Mungo lawsuit moving to Howard

A $30 million lawsuit filed against Baltimore police over a 7-year-old boy who was arrested while sitting on a dirt bike has been transferred to Howard County, angering the city’s branch of the National Association for the Advancement of Colored People.

“What worries me is that people outside of the city do not have the type of difficult encounters with the police department that people living in the city do,” said Marvin “Doc” Cheatham, the president of the Baltimore chapter of the NAACP. “They don’t confront the same kind of obstacles that we do.”

Baltimore City Circuit Judge M. Brooke Murdock initially denied the police department’s motion to have the case tried outside of Baltimore. But after city lawyers filed a motion for her to consider, Murdock changed her ruling, without explanation, according to court records.

“It’s a very, very strange ruling,” said attorney Dwight Pettit, who represents the family of Gerard Mungo, the boy arrested while sitting on the bike in March of 2007. “She granted the city’s motion without comment.”

City lawyer Ronald Levitan argued that extensive media coverage of Mungo’s case had made it impossible for the city to get a fair trial in Baltimore. The Examiner initially broke the story last year, which was followed by at least 46 articles and media broadcasts that, Levitan said, negatively portrayed the police department.

In written arguments, Levitan blamed the media and local activists for creating “hostility” toward the police. Levitan also blamed community organizations like the NAACP and radio host Daren Muhammad for stoking the controversy.

“Community organizers, activists and religious leaders have spread their versions of the story, generating anger and resentment and seeking to foment discord and distrust of officers,” Levitan said in the failed motion. Levitan did not respond to a phone call seeking comment.

Pettit argued that pretrial publicity was not just limited to Baltimore.

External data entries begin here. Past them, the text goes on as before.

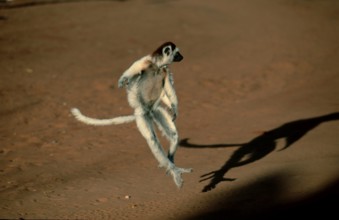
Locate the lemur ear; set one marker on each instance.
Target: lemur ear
(167, 50)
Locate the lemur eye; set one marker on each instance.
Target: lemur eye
(167, 51)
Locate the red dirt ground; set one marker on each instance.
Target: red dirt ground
(258, 76)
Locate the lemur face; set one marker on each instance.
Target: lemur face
(167, 53)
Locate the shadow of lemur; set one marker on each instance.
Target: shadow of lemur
(259, 147)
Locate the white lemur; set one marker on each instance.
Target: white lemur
(149, 83)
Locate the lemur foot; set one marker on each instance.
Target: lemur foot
(176, 174)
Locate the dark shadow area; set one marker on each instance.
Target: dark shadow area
(264, 200)
(259, 147)
(22, 4)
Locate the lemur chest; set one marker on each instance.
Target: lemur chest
(151, 84)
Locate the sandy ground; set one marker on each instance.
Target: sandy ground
(258, 116)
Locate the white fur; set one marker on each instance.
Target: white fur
(145, 117)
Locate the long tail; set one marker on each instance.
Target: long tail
(101, 122)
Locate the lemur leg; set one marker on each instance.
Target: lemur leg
(146, 128)
(166, 125)
(145, 125)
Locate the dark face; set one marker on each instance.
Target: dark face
(177, 57)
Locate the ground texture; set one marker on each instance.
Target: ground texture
(258, 115)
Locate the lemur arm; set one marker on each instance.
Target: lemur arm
(133, 70)
(170, 98)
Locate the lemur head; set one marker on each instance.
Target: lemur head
(166, 54)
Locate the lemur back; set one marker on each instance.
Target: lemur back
(149, 85)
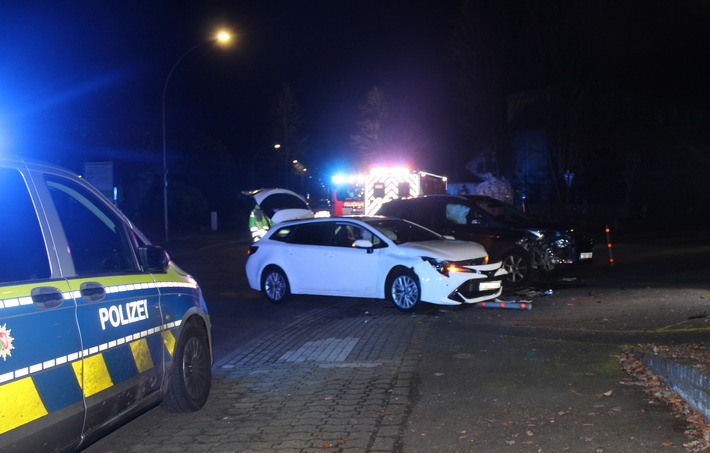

“The publicity was not only national, but international,” he said. “Howard County is subject to the same media as Baltimore City.”

The $30 million wrongful-arrest lawsuit filed by Gerard Mungo Jr.’s family against the Baltimore Police Department alleges false arrest, false imprisonment, battery, assault and violation of civil rights. The family is seeking $5 million from six officers named in the suit.

Pettit said he’s now considering transferring the suit to U.S. District Court in Baltimore.

“Of course I’d rather be in Baltimore City,” he said of the Howard County venue. “But I’d try this case in a telephone booth.”